DESCRIPTION

Plague is an enzootic disease transmitted by fleas from wild rodents and caused by Yersinia pestis. Humans and their pets can enter this cycle, resulting in human plague. Human plague has three main forms:

• Bubonic: 80–85% cases
• Septicemic: 10% cases
• Pneumonic: <5% cases
• Other forms include meningeal, pharyngeal, ocular, and gastrointestinal (GI) plague.

EPIDEMIOLOGY

• Worldwide: enzootic in Africa, Asia, and Americas. Since 2000, 95% of the 22,000 cases reported to the World Health Organization (WHO) have been from countries in sub-Saharan Africa.
• In the United States, most cases occur sporadically or in small clusters in Arizona, New Mexico, California, Colorado, Oregon, and Nevada during spring and summer.
• A median of three cases (range 1 to 17) of plague were reported each year in the United States between 2001 and 2012, with a slight male preponderance.
• No cases of person-to-person transmission of pneumonic plague have been reported in the United States since 1924.

GENERAL-PREVENTION

• Reduce rodent shelter and food sources in the immediate vicinity of the home by storing grain and animal food in rodent-proof containers.
• Flea disinfestation of cats and dogs, especially in endemic areas
• Avoid direct contact with ill or dead animals and never feed squirrels, chipmunks, or other wild rodents.
• Hospital isolation precautions:
  • Patients with bubonic or septicemic plague and no evidence of pneumonia: standard precautions; add droplet precautions for first 24 hours of therapy until chest radiograph persistently clear.
  • Patients with pneumonic plague: standard and droplet precautions.

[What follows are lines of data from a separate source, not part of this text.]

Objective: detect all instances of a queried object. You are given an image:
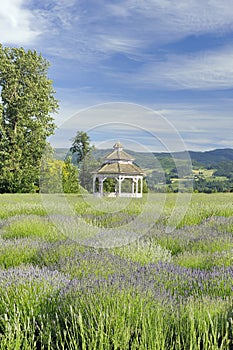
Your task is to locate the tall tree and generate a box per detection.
[70,131,93,164]
[0,45,58,193]
[70,131,100,191]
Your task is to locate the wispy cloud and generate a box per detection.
[0,0,40,45]
[118,47,233,90]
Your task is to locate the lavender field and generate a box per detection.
[0,193,233,350]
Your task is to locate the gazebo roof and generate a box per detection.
[97,162,143,175]
[97,142,144,176]
[105,142,134,161]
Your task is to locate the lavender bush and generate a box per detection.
[0,194,233,350]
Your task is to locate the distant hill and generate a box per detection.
[54,148,233,168]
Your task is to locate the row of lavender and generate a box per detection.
[0,197,233,350]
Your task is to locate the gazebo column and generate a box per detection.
[136,177,138,194]
[117,176,124,197]
[99,176,104,196]
[92,176,96,194]
[132,179,137,194]
[140,176,143,195]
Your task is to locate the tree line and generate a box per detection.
[0,45,95,193]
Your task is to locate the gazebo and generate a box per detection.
[93,142,144,198]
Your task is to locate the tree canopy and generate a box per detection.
[0,45,58,193]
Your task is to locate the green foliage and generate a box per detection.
[39,145,80,193]
[70,131,92,164]
[0,45,58,193]
[62,157,80,193]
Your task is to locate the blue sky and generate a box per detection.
[0,0,233,151]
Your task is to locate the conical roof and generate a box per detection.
[105,142,134,162]
[97,142,144,175]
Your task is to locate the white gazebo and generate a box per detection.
[93,142,144,198]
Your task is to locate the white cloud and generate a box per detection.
[124,47,233,90]
[0,0,40,45]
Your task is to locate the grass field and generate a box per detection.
[0,193,233,350]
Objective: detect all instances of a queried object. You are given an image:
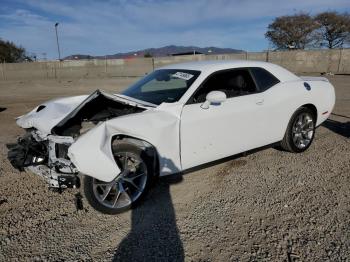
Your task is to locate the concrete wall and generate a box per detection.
[0,49,350,80]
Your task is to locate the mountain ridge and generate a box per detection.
[63,45,244,60]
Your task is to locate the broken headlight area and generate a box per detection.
[7,129,80,189]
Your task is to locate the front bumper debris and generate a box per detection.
[7,130,80,189]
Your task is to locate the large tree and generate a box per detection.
[265,13,317,50]
[0,39,32,63]
[315,12,350,48]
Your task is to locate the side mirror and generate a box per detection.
[201,91,226,109]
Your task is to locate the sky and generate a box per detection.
[0,0,350,59]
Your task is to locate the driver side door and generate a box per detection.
[180,68,266,170]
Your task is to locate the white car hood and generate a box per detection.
[17,90,155,135]
[16,95,88,134]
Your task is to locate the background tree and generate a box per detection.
[315,12,350,48]
[0,39,32,63]
[265,13,317,50]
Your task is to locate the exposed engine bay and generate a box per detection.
[7,90,146,190]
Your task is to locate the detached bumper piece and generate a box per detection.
[7,130,80,190]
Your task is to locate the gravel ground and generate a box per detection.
[0,76,350,262]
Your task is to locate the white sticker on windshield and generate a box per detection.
[172,72,194,80]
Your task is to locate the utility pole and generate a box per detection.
[55,23,61,61]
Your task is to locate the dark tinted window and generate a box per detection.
[250,67,280,92]
[122,69,200,105]
[191,69,257,103]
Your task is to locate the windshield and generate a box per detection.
[122,69,200,105]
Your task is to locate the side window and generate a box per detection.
[250,67,280,92]
[191,69,257,103]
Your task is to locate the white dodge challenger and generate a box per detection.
[8,60,335,214]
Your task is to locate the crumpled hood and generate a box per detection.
[16,95,88,134]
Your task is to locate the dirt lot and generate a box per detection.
[0,76,350,261]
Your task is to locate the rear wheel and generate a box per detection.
[84,143,153,214]
[281,107,316,153]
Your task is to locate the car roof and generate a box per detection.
[159,60,300,82]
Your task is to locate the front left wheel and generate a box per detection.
[83,143,153,214]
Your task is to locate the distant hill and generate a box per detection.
[63,45,243,60]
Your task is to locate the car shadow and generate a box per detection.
[113,174,184,261]
[322,119,350,138]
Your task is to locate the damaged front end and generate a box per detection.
[7,129,80,189]
[7,90,147,190]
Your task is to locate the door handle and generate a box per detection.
[255,99,264,106]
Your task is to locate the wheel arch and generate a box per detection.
[111,134,160,177]
[301,104,318,123]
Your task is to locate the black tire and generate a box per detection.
[83,143,154,215]
[281,107,316,153]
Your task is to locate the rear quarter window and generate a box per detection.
[250,67,280,92]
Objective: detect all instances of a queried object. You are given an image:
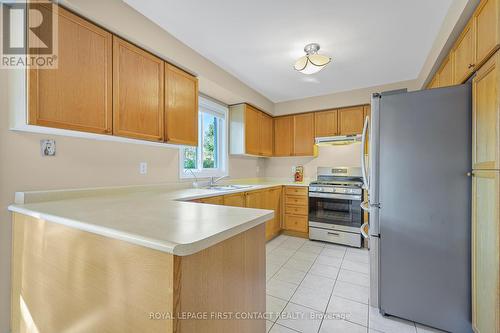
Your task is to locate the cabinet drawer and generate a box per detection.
[285,205,308,216]
[285,214,309,232]
[285,195,308,206]
[309,227,361,247]
[285,186,308,196]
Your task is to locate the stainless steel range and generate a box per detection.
[309,167,364,247]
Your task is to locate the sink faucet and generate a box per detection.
[209,176,227,186]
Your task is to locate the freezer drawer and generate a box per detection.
[309,227,361,247]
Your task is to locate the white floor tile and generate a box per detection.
[369,306,417,333]
[266,278,298,300]
[415,323,445,333]
[273,268,306,284]
[290,285,330,312]
[283,258,314,272]
[316,254,342,267]
[266,295,287,322]
[292,251,318,261]
[344,251,370,264]
[319,319,368,333]
[321,247,345,259]
[298,243,323,254]
[337,268,370,287]
[300,273,335,295]
[342,258,370,274]
[269,324,297,333]
[326,295,368,327]
[309,263,339,279]
[333,281,370,304]
[277,303,322,333]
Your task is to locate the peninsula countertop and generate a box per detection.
[9,181,307,256]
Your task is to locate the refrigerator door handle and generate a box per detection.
[359,222,370,238]
[361,116,370,189]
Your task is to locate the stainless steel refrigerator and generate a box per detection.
[362,84,472,333]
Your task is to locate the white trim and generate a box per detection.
[179,96,229,179]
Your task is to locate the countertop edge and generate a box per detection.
[7,204,274,256]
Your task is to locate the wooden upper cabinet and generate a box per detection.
[314,110,338,137]
[165,64,198,146]
[113,36,164,141]
[245,105,261,155]
[472,51,500,170]
[274,116,293,156]
[438,51,454,87]
[260,112,273,156]
[293,113,314,156]
[473,0,500,64]
[453,21,476,84]
[27,7,113,133]
[338,106,364,135]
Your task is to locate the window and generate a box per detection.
[180,96,228,178]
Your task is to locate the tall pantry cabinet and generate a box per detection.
[472,51,500,333]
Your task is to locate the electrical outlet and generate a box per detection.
[139,162,148,175]
[40,139,56,156]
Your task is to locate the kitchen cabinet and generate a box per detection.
[438,52,454,87]
[274,116,293,156]
[472,170,500,333]
[223,192,246,207]
[293,113,314,156]
[27,6,113,134]
[165,64,198,146]
[472,51,500,170]
[229,103,273,156]
[260,112,274,156]
[113,36,164,141]
[260,186,282,240]
[473,0,500,64]
[453,20,476,84]
[314,110,338,137]
[283,186,309,234]
[338,106,364,135]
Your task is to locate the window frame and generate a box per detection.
[179,95,229,179]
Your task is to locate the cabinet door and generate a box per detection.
[224,193,246,207]
[472,171,500,333]
[453,21,475,84]
[293,113,314,156]
[113,36,164,141]
[339,106,364,135]
[474,0,500,64]
[274,116,293,156]
[260,112,273,156]
[165,64,198,146]
[314,110,338,137]
[439,51,453,87]
[27,7,113,134]
[472,52,500,169]
[245,105,261,155]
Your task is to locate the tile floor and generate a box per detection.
[266,235,440,333]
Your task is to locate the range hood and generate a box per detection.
[315,134,361,146]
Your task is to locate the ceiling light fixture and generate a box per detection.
[293,43,332,74]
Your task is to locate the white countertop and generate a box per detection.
[9,181,307,256]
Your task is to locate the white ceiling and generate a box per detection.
[125,0,453,102]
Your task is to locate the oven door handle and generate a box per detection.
[309,192,361,201]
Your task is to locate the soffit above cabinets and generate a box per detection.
[125,0,453,102]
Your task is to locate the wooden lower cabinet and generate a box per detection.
[283,186,309,235]
[472,170,500,333]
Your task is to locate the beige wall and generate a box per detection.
[262,143,361,179]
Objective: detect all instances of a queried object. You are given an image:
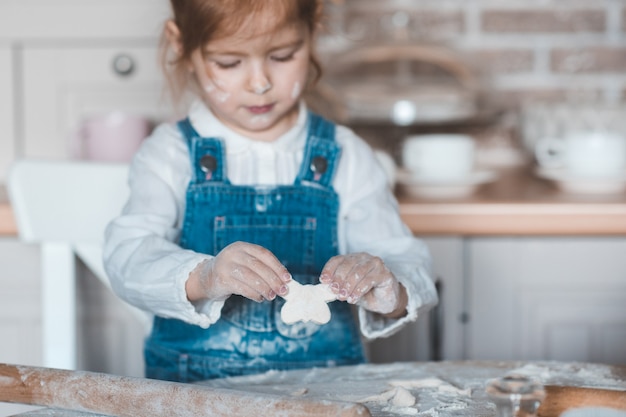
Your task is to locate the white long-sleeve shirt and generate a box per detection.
[104,101,437,339]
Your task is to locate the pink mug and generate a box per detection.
[75,111,152,162]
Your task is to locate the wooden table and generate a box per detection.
[8,361,626,417]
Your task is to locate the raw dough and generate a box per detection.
[280,279,337,324]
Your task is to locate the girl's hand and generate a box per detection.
[185,242,291,302]
[320,253,408,318]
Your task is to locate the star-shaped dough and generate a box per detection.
[280,279,337,324]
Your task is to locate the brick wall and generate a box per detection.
[329,0,626,107]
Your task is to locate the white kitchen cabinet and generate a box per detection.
[0,238,41,365]
[368,237,465,362]
[22,45,172,159]
[466,238,626,364]
[0,43,17,183]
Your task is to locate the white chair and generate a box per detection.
[7,160,147,369]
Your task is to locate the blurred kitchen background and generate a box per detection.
[0,0,626,396]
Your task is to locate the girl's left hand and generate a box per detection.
[320,252,408,318]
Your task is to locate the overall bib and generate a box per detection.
[144,114,365,382]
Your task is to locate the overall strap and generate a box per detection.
[177,118,230,183]
[296,112,341,187]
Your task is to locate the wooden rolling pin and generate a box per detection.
[0,364,371,417]
[537,385,626,417]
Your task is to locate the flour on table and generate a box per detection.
[280,279,337,324]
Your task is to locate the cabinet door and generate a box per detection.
[368,237,465,362]
[468,238,626,363]
[0,45,16,183]
[0,238,42,366]
[23,45,172,159]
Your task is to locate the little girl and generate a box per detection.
[104,0,437,382]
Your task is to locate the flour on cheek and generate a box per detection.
[291,82,302,98]
[280,280,337,324]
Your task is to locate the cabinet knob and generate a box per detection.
[113,54,135,77]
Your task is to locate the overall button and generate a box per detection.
[311,156,328,181]
[200,155,217,180]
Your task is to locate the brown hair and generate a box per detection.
[161,0,323,103]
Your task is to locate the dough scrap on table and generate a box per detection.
[280,279,337,324]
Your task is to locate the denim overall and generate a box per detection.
[144,113,365,382]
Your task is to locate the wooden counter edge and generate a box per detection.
[400,203,626,236]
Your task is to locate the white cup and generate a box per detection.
[402,134,475,180]
[535,131,626,178]
[74,111,151,162]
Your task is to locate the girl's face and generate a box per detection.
[186,21,312,141]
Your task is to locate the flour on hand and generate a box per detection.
[280,280,337,324]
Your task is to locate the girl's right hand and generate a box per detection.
[185,242,291,302]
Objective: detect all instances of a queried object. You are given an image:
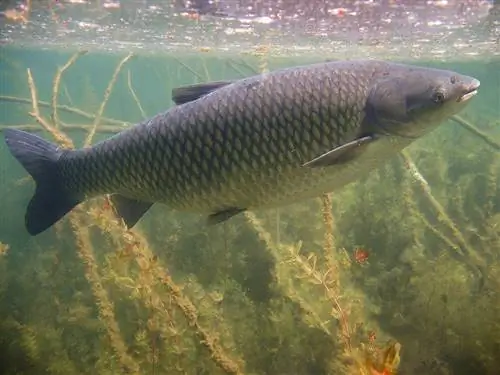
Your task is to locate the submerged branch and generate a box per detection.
[52,50,87,128]
[0,95,131,127]
[452,115,500,150]
[84,53,134,147]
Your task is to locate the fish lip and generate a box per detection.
[457,79,481,103]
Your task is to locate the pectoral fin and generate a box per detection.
[172,81,233,105]
[303,136,375,168]
[109,194,153,229]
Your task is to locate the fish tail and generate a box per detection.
[3,129,83,236]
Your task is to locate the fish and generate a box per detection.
[3,60,480,236]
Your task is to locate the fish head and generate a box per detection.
[366,67,480,138]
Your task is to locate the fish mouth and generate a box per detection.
[457,79,481,103]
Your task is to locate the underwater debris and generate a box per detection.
[0,242,9,257]
[0,47,500,375]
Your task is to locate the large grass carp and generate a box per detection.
[4,60,479,235]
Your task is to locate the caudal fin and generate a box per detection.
[3,129,82,236]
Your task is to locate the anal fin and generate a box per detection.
[109,194,153,229]
[302,136,376,168]
[207,208,246,225]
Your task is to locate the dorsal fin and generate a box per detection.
[172,81,233,105]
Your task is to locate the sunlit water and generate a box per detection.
[0,1,500,375]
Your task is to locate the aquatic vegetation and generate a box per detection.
[0,46,500,375]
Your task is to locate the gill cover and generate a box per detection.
[366,77,410,128]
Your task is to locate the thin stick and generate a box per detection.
[0,95,131,126]
[27,68,73,148]
[52,50,87,128]
[401,151,485,270]
[84,53,134,147]
[452,115,500,150]
[172,56,203,81]
[127,69,148,119]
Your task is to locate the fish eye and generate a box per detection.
[432,91,444,104]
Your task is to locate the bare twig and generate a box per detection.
[452,115,500,150]
[172,56,203,81]
[127,69,148,119]
[52,50,87,128]
[27,68,73,148]
[0,95,130,126]
[84,53,134,147]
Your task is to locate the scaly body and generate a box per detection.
[3,61,479,232]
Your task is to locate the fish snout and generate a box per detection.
[457,77,481,103]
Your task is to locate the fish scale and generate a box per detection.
[4,60,479,234]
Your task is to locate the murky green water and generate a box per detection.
[0,2,500,375]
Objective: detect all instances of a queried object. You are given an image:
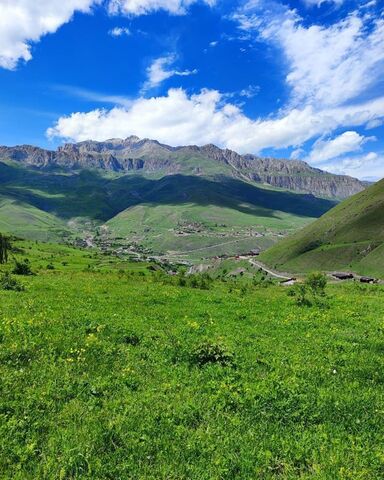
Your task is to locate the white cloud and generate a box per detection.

Continue droplet precautions until patient has completed 48 hours of appropriate antimicrobial therapy.
• Postexposure management:
  • All persons with exposure to a known or suspected plague source in the previous 6 days should be offered prophylaxis or be told to report illness or fever >38.3° C to their physician.
  • Persons with close (<2 m) contact with a patient with pneumonic plague should receive antimicrobial prophylaxis, but isolation is not necessary.
• Chemoprophylaxis ≥8 years:
  • Doxycycline (PO), OR
  • Ciprofloxacin (PO) at treatment doses for 7 days from last exposure
• Chemoprophylaxis <8 years: ciprofloxacin (PO)
• Notify state public health authorities of cases of suspected and proven Y. pestis infection.
• A vaccine for plague is no longer available.

PATHOPHYSIOLOGY

• Skin portal of entry
  • Y. pestis is transmitted most commonly to humans from fleas via the regurgitation of the organism into the bite during the flea’s blood meal (Y. pestis blocks the flea foregut, causing regurgitation).
  • Ground squirrels, rats, chipmunks, prairie dogs, deer mice, marmots, rabbits, and occasionally domestic dogs and cats harbor infected fleas and may be reservoirs of infection (enzootic).
  • Direct skin inoculation of organisms from infected animal tissue or blood occurs through breaks in the skin (e.g., cat scratch or during skinning of animals).
  • Lymphatic spread of infection to the regional lymph nodes creates a localized inflammatory response (bubo, bubonic).
  • Subsequent hematogenous spread of the organism to other organs results in high levels of circulating bacterial endotoxin (septicemic plague).
  • By hematogenous spread to lungs, both bubonic and septicemic plague can cause secondary pneumonic plague.
• Respiratory portal of entry
  • Primary pneumonic plague is acquired via inhalation of respiratory tract droplets from a human or animal (e.g., dog or cat) with pneumonic plague.
• Incubation period
  • 2 to 8 days for bubonic or septicemic plague
  • 1 to 6 days for pneumonic plague

ETIOLOGY

Plague is caused by Y. pestis, a pleomorphic, bipolar-staining, gram-negative coccobacillus.